Ezra Stoller Photographer, edited by Nina Rappaport and Erica Stoller, the photographer’s daughter and the owner of the Esto Photographics agency and archive, is a beautiful compilation of one iconic image after another that Ezra Stoller created during a 40-year career. Stoller photographed most of the best midcentury architectural masterpieces and created truly memorable images. When we think of either Saarinen’s TWA terminal, Wright’s Falling Water and the Guggenheim Museum, Philip Johnson’s Glass House, or Louis Kahn’s Salk Institute, we invariably think of these buildings as an Ezra Stoller image.
And for many great buildings, Stoller’s images are all that is left, thereby becoming the last word. Examples include Wright’s Johnson Wax Tower and headquarters, Morris Lappidus’ Americana Hotel, and the New York State pavilion from the 1964 World’s Fair. Stoller’s photographic style of simple, clean, graphic compositions was a perfect complement to the clean-lined and unadorned simplicity of modern architecture. Oft times Stoller could summarize a building in one shot encompassing all its essential elements.
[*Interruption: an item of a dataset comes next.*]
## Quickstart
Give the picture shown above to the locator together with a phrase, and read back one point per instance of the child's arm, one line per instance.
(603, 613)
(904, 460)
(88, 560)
It is not a stretch to say that some of the projects Stoller photographed are considered great architecture merely from the credibility Stoller’s images bestowed upon them. The Parking Garage in Miami, by Robert Law Weed, is a good example, showing each car carefully positioned without hindering the graceful floating effect of the stacked decking. This was truly “form following function.” Still, the structure was also just a parking garage. Yet Stoller’s image forces the viewer to appreciate it as a functional work of art. It is no surprise that Stoller accumulated a client list of the best modernist practices and firms throughout the country. In addition to those already named, Stoller shot extensively for Skidmore Owings and Merrill, Mies van der Rohe, Paul Rudolph, Marcel Breuer, and I.M. Pei.
Erica Stoller gives us just enough background detail about her father’s education (NYU architecture and industrial design), unlimited energy, and thoroughness in understanding his subject that we can better appreciate the creative source of the images. She shares how her father would not only scout a building for the best time of day to shoot but sometimes hold off until the right time of year. She then steps aside and lets the images speak for themselves.
Nina Rappaport, meanwhile, writes extensively about Stoller’s under-appreciated industrial images. Fortunately, many pages are dedicated to showing off his great catalogue of, once again, beautifully composed and technically near-perfect images. Stoller’s industrial images are the hidden treasure of his vast career catalogue. In his industrial imagery, as in his architectural images, the Stoller style is ever-present. Simple compositions are often dramatically lit, but not overly lit, to bring out the beauty of the subject, be it a pharmaceutical manufacturing plant, paper plant, or hydroelectric dam. It is some of these detailed images that have the fine art quality of an Edward Weston photo.
Overall, Stoller’s work was a perfect blend of compositional artistry, technical know-how, and patience. For someone who was simply documenting others’ work, Stoller blurred the line between the architect’s art and his own.